Villes et genre : enjeux, méthodes géographiques et influences conceptuelles
La géographie, notamment la géographie urbaine, a entamé, depuis une bonne trentaine d’années maintenant, l’intégration du genre dans ses préoccupations. Des réseaux de chercheur.e.s se développent peu à peu auteur de cette question, même s’ils demeurent encore un peu isolé.e.s. La problématique du genre en géographie est particulièrement pertinente dans la mesure où la territorialisation des urbains n’est pas du tout la même si on en est un homme ou une femme. La croyance que les habitants des villes sont neutres reste pourtant bien présente (notamment dans les politiques publiques) et invite à s’interroger sur les résistances qui existent dans la discipline, alors que de nombreux travaux ont montré la pertinence de l’étude des pratiques différenciées des femmes et des hommes des espaces publics. L’espace est en effet « le support et le produit de rapports de genre marqués par des phénomènes de hiérarchisation et de domination ». Comprendre à la fois les normes de genre qui dictent l’organisation des espaces et les pratiques qui y prennent place sont un des défis majeurs d’une géographie du genre. La territorialisation, loin d’être aussi égalitaire et libre qu’il n’y paraît, est induite par des mécanismes dont le résultat est l’inégalité d’accès aux espaces publics jusqu’aux processus d’exclusion purs et simples.
Dans les pays en développement, où on trouve des situations de très fortes inégalités et de politiques de développement encore souvent menées sans intégration du genre dans les projets, les femmes semblent particulièrement affectées. Une ville en crise (politique, sociale, économique, etc.) est d’abord soutenue par les femmes qui, très généralement responsables du quotidien, doivent suppléer au manque d’eau, d’énergie pour cuisiner, de transports, de garde d’enfants, etc. Inversement, les situations de crise peuvent aussi leur conférer davantage de liberté de circulation.
La présence des femmes dans les rues lors de soulèvements politiques est, dans certains pays, jugée nouvelle, comme cela a été le cas pour les Printemps arabes du début de la décennie ou pour les mouvements récents en Algérie et au Liban.

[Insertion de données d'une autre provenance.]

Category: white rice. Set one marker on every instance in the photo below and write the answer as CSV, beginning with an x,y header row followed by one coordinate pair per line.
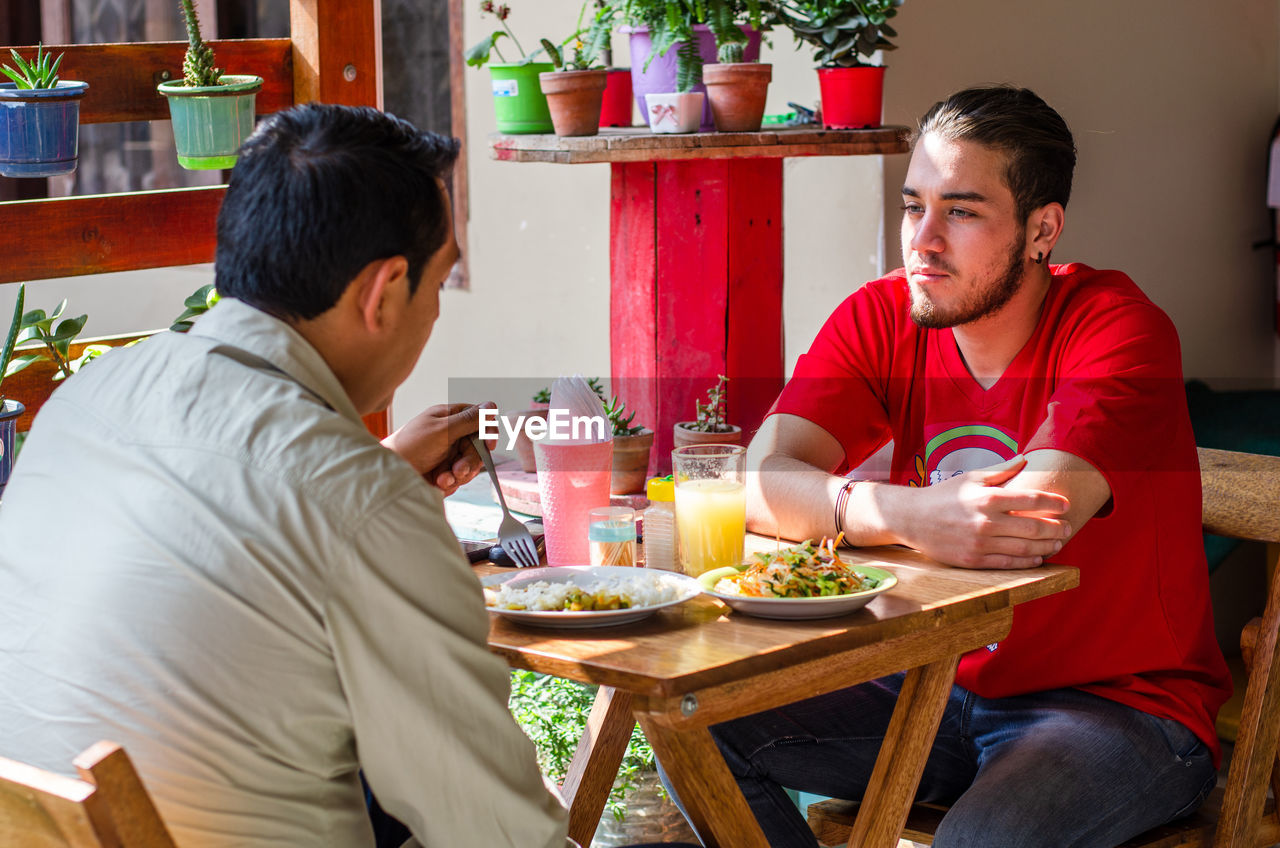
x,y
638,591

En fait, comme l’ont démontré de nombreuses recherches les femmes sont depuis toujours présentes dans les espaces publics. Mais si les revendications citoyennes des femmes et l’affirmation de leur identité sociale passent entre autres par une territorialisation, celle-ci reste sous contrainte, car les corps des femmes sont encore des enjeux sociétaux, autant dans les pays d’Afrique du Nord et à l’est de la Méditerranée que dans de nombreux autres pays, y ceux compris de l’OCDE. C’est pourquoi le sujet mérite une attention scientifique tout en prenant garde d’éviter les effets de mode qui peuvent tendre à instrumentaliser le thème.

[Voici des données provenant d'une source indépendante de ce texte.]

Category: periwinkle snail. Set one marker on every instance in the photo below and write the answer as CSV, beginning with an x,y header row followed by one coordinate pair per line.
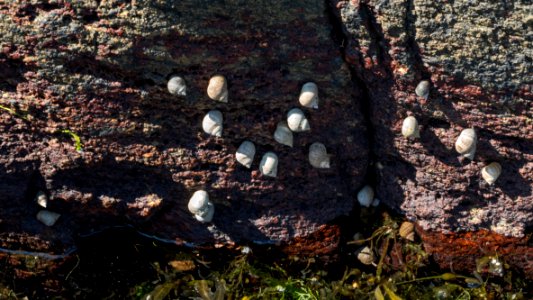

Penser la ville à l’aune du genre est devenu un enjeu fort de la géographie, notamment urbaine, non seulement dans les pays des Nords, mais aussi dans ceux des Suds, où l’accès aux services essentiels et les stratégies d’adaptation, en particulier des classes populaires, accentuent la différenciation de pratiques des territoires urbains. Faire le point sur les recherches qui traitent de ces questions dans des pays différents, les articuler, les confronter sera un des objectifs de cette séance. Un autre objectif sera de s’interroger sur les méthodes géographiques adaptées à ces types de recherche et de partager des innovations méthodologiques, réinventions ou applications décalées de méthodes anciennes pour saisir les interrelations, les injonctions paradoxales de la question genre et ville.